No one did more to expose and advance the story of Burge and his torture ring than Conroy and the Reader, with essential reporting from other media outlets that followed. The Chicago Tribune contributed pivotal work about systemic corruption that stretched from prosecutors to the judges on the bench.
Mike Zajakowski, a Tribunepicture editor, said the paper wrote more than 500 stories on Burge and the related corruption. The paper has hundreds of photos that helped document it, including pictures of victims.
“I’m boggled by it,” he says. “I keep up with the news as it happens, but it’s just overwhelming.”
Zajakowski, who is familiar with Rivkin’s previous work, says she will help document the emotional moments in a story that has had many. “That is something Amanda can bring.”
Conroy, who was laid off from the Reader in 2007, is now a senior investigator at the Roderick and Solange MacArthur Justice Center at Northwestern University. Having the stories of victims all in one place will be “a great thing for the city and a great thing for the victims,” he says, “assuming they don’t mind revisiting what happened to them.”
Rivkin says that in between travels for work (last year to Poland, Latvia, Serbia, and Germany), she decided to turn her attention to the Burge victims, a story she’s been wanting to tell for some time. The grant made it financially possible. But the city’s historic reparations deal last year, authorizing $5.5 million to scores of victims, also cleared the way, she says. “The city admitting to it is huge.”
In spite of the time that has passed, her project does not feel dated. The reparations deal came just months before the city lost a court battle to keep private a video that showed a Chicago police officer gunning down teenager Laquan McDonald. The dash-cam video showed a different story than the one police initially told about how the 17-year-old died. It has renewed national scrutiny of the Chicago police and a justice system that continues to be tainted by charges of corruption. Last week, a county judge ordered a special prosecutor for the murder trial of the police officer who shot McDonald.
“All of this we’ve seen before,” Rivkin says. “The layers of procedures, oversight boards and task forces… It’s the same song and dance.”
As part of the reparations resolution, the city pledged to incorporate a lesson about the case and its legacy into the 8th and 10th grade US history curriculum in the public schools by this year. That has not yet happened. A spokeswoman for Chicago Public Schools said teachers and officials will meet in the coming months to come up with a pilot for the fall.
Rivkin hopes her photos and audio could be part of the curriculum.
From media accounts, activists, lawyers, and other records, Rivkin has identified more than 100 victims and is now trying to track them down. She has interviewed five of the men so far. Three are featured on her blog.

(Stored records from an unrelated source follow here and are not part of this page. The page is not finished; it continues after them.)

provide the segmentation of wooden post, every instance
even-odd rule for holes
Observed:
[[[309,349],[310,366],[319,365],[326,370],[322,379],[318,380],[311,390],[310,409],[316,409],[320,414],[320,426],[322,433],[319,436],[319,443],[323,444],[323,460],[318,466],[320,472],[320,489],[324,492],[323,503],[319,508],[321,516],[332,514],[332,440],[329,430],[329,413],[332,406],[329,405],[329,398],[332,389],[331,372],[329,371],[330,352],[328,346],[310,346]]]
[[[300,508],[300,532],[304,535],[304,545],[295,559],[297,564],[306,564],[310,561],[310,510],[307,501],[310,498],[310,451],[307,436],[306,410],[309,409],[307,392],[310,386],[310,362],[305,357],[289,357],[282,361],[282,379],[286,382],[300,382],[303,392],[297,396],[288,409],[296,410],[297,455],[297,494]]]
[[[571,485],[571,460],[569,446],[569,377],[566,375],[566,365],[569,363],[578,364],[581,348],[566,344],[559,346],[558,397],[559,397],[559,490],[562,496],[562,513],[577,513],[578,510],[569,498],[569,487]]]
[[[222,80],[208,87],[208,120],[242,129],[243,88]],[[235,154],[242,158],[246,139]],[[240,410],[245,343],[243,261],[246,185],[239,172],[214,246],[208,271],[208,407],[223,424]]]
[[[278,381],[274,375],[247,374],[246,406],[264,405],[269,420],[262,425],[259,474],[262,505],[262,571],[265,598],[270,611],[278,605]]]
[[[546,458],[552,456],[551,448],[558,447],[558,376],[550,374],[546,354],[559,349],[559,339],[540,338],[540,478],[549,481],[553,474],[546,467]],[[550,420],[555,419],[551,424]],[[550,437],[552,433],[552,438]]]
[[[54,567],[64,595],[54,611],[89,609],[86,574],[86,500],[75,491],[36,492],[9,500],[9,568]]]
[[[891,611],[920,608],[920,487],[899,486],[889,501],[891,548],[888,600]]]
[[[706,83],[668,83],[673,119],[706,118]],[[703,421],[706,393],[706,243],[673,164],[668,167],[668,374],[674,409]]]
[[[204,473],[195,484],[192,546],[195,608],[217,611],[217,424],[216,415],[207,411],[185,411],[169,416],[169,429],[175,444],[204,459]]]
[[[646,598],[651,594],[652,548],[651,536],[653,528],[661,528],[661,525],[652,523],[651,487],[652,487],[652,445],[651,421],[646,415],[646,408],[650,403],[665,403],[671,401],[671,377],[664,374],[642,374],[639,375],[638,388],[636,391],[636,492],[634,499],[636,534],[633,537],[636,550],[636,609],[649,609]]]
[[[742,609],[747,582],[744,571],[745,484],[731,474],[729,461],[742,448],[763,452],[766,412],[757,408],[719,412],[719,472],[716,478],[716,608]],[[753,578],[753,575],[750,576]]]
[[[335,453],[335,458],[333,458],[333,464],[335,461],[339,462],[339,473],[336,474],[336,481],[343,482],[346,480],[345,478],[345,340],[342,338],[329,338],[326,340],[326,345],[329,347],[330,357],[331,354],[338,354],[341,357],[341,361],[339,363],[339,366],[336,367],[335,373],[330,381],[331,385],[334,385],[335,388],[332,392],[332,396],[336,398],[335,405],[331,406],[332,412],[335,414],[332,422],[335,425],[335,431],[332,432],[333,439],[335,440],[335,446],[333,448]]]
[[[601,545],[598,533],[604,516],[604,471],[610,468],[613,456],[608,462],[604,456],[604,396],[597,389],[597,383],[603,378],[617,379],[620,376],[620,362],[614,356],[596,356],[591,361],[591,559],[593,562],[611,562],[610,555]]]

“Everybody that’s talked to me has wanted to talk to me,” she says. Some of the interviews have taken 30 minutes, she says; one lasted more than four hours. “I haven’t had to do a hard sell yet. I probably will at some point. The goal is not to retraumatize anyone.”
Rivkin says she’s read and viewed most of the media coverage around Burge, who in 2010 was convicted of lying about the torture in a civil lawsuit—but not of the torture itself, as the statute of limitations had passed—and spent nearly four years in prison and the rest of his sentence in a halfway house.
The stories of victims have been told in that coverage. But often, Rivkin says, the reporting has focused on a corrupt system, with victims’ accounts filtered told through the courts, through lawyers. She sees her work as a sort of oral history, and the men she’s interviewed, she says, tend to see her more as a social worker than a journalist.
“For most of them, TV is the media, and I’m not TV so I’m in a different realm. Because I’m not putting something out there the next day, that it’s for an exhibit. It’s really about their experience and emotion rather than pumping them for facts.”
Rivkin draws a connection between this project, in her home city, to the work she has done around the globe.
“Most of my work is about excesses of state power,” she says. “This is about torture and democracy and how in a democratic system anyone can look the other way.”